Gov’t Appx. 31–32. Moreover, Zografidis’s plea agreement informed him that
deportation was “presumptively mandatory,” and Zografidis confirmed in open court
that he had read the plea agreement and reviewed it with his attorney. And while
Zografidis now asserts that he was not competent at the change-of-plea hearing to
understand the district court’s explanation of the deportation consequences, the
record shows otherwise. Testifying under oath, Zografidis indicated throughout the
hearing that he understood what was occurring and what rights he would be giving
up by pleading guilty. At one point he told the court that he was “confident that
[he] underst[ood] the nature of the proceedings.” Gov’t Appx. 24. Moreover,
Zografidis had previously undergone a competency evaluation in this case, which
concluded that he was competent, and the district court found him competent on the
record at the time of his plea. Based on our review of the record, we hold that the
8 district court did not exceed the bounds of its discretion when it denied Zografidis’s
motion to withdraw his guilty plea.3
Zografidis also asserts that his plea lacked a sufficient factual basis under
Rule 11 because the factual statement concerning his acts and his intent were
insufficient to make out the charged crimes. At the change-of-plea hearing,
however, Zografidis himself stated “I participated in a involvement [sic], drug
transactions, buy, sell, conspiracy, more or less. Knowingly, willfully, and
voluntarily, okay. And I did all that, Your Honor. Possess drugs, yes, I did that.

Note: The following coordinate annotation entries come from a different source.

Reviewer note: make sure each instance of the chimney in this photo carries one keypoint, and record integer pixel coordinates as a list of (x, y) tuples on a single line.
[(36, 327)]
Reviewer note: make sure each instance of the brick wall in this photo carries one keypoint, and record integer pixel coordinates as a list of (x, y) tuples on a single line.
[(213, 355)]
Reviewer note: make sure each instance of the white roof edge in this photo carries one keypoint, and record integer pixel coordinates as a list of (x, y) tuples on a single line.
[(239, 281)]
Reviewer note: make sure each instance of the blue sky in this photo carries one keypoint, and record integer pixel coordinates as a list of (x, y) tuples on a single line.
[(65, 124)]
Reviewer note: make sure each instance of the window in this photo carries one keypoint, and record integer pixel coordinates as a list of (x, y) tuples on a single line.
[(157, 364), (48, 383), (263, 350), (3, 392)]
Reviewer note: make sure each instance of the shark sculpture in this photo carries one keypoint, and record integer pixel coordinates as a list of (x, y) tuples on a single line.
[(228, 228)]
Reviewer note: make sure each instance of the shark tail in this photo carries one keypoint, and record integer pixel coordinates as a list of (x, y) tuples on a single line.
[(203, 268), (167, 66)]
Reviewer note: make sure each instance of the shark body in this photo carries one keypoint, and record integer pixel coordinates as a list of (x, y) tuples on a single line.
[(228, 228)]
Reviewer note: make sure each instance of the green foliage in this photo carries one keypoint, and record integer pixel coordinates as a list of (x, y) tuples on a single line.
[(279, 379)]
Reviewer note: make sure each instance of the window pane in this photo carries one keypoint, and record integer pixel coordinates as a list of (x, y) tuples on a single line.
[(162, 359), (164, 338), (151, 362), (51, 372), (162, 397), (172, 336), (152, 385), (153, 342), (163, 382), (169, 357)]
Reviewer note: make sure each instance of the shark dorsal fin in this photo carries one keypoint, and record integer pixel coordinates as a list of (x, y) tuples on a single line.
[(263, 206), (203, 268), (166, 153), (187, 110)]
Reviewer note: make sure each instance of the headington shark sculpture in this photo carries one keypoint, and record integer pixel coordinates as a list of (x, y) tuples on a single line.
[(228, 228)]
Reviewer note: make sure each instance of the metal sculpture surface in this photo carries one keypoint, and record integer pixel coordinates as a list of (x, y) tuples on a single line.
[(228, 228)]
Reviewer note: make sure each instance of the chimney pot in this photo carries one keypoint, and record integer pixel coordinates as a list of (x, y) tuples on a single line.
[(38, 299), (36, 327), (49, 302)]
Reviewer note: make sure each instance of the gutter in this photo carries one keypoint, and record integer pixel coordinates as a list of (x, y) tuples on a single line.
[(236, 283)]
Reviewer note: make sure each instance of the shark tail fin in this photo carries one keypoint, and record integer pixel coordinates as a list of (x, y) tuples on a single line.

Distribute drugs, yes, I did that.” Gov’t Appx. 60. The record of the Rule 11
proceedings belies Zografidis’s argument that his plea lacked a sufficient factual
basis.
Zografidis also appeals the district court’s denial of his motion to suppress
evidence found during a search of his home, and Catino appeals the district court’s
denial of his motion for a Fatico hearing. See United States v. Fatico, 579 F.2d 707
(2d Cir. 1978). Both Zografidis and Catino waived the right to appeal those issues
in their plea agreements. As a result, we will not consider those arguments.
3To the extent that Zografidis asserts an ineffective assistance of counsel claim related to his counsel’s failure to explain to him that he was presumptively deportable, see United States v. Al Halabi, 633 F. App’x 801, 803 (2d Cir. 2015) (summary order) (“[W]here the law clearly dictates that removal is presumptively mandatory, a defense attorney’s failure to advise his client of that fact falls below an objective standard of reasonableness.”), we decline to address that claim on direct appeal, see United States v. Khedr, 343 F.3d 96, 99 92d Cir. 2003) (“[T]his court has expressed a baseline aversion to resolving ineffectiveness claims on direct review.” (internal quotation marks omitted)).
9 We have considered the appellants’ remaining arguments and find them to be
without merit. Accordingly, the district court’s judgments are AFFIRMED.